- Official name: Bhavani Kattalai Hydroelectric Power Generation Project
- Coordinates: 11°23′02.2″N 77°42′44.5″E﻿ / ﻿11.383944°N 77.712361°E
- Purpose: Power
- Status: Operational
- Opening date: 1988
- Owner: Government of Tamil Nadu

Dam and spillways
- Type of dam: Barrage
- Impounds: Cauvery River

Power Station
- Commission date: 2013
- Turbines: 3 x 30 MW
- Installed capacity: 90 MW

= Bhavani Kattalai Hydroelectric Project =

Bhavani Kattalai Hydroelectric Project is a hydropower generation project in the South Indian state of Tamil Nadu. It is a 90MW power generation project constructed across the Kaveri River. The project area is in the downstream of Lower Mettur Hydroelectric Project. This project consists of three power plants which are located between Bhavani and Pasur, Erode. This hydropower generation project is owned by Government of Tamil Nadu and operated by Tamil Nadu Green Energy Corporation Limited.

==Power Plants==
This power generation project consists of three power plants totaling to a generating capacity of 90MW. This project uses three Barrage type Dams constructed along the River Kaveri from which it gets the required water current.

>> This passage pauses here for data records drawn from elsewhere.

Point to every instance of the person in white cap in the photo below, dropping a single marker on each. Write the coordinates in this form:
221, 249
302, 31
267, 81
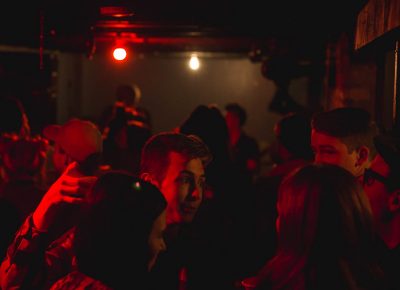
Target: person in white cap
46, 235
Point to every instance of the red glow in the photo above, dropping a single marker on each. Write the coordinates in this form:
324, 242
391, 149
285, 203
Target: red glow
119, 53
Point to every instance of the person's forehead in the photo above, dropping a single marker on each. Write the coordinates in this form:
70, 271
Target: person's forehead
180, 162
320, 138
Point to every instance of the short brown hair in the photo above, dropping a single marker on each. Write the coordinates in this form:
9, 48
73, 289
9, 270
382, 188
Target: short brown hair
353, 126
155, 153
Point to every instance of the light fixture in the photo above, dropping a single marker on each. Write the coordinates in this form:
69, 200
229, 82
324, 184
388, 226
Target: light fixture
119, 53
194, 62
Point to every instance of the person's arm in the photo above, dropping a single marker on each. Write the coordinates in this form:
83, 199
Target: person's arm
29, 260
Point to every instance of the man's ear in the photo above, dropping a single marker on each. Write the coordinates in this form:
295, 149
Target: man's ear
363, 155
394, 201
149, 178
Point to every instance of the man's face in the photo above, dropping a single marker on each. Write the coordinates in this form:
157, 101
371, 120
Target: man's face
60, 159
330, 150
183, 188
156, 239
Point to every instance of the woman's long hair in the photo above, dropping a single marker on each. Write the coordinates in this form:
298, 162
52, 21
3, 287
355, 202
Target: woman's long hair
111, 239
325, 233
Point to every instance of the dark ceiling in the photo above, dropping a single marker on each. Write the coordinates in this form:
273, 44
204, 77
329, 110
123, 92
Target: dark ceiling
176, 25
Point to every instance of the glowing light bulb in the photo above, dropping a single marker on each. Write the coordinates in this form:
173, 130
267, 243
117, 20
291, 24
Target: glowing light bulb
194, 62
119, 53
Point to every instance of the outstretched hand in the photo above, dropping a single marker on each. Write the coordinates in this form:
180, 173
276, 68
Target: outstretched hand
71, 188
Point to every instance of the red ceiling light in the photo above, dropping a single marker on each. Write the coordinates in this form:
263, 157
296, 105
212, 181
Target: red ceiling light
119, 53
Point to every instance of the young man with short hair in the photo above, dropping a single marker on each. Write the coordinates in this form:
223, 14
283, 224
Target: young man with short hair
175, 163
344, 137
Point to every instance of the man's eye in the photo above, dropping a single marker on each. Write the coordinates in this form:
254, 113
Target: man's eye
184, 179
202, 184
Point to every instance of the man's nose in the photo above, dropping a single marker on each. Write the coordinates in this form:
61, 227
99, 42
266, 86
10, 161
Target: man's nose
197, 192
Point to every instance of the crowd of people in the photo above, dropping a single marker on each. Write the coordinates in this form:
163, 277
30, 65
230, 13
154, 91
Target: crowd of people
113, 205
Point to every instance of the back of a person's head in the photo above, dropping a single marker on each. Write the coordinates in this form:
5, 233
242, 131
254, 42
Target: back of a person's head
238, 110
114, 231
156, 150
294, 132
353, 126
325, 229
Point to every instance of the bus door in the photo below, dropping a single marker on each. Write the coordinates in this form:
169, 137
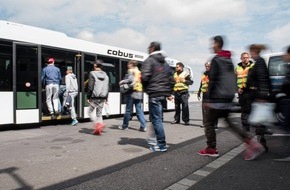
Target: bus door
26, 83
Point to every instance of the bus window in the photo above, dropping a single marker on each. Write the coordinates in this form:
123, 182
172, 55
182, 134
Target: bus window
112, 70
5, 66
277, 72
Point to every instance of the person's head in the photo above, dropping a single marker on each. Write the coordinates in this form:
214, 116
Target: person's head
218, 43
131, 64
287, 55
179, 67
245, 57
69, 69
154, 46
255, 50
50, 61
207, 66
98, 65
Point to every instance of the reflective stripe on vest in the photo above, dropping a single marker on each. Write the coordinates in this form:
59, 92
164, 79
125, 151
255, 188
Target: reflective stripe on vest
179, 86
137, 77
242, 75
204, 83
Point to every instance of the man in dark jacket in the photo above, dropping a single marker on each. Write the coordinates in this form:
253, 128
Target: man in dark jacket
155, 75
221, 91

- Power Plant-I : Bhavani Kattalai Power Plant-I which consists of one powerhouse located between BP Agraharam in Erode district and Samayasangili in Namakkal district. A Barrage Dam has been constructed across Kaveri in this plant named as Samayasangili Barrage. This plant has a production capacity of 30MW using two turbines of 15MW each.
- Power Plant-II : Bhavani Kattalai Power Plant-II which consists of one powerhouse located between Vendipalayam in Erode district and Odapalli in Namakkal district. The Barrage Dam in this plant named as Vendipalayam Barrage. This plant with a production capacity of 30MW using two turbines of 15MW each has been commissioned in 2011.
- Power Plant-III : Bhavani Kattalai Power Plant-III which consists of one powerhouse located between Pasur in Erode district and Solasiramani in Namakkal district. Solasiramani Barrage plant has a production capacity of 30MW with two turbines each of 15MW capacity.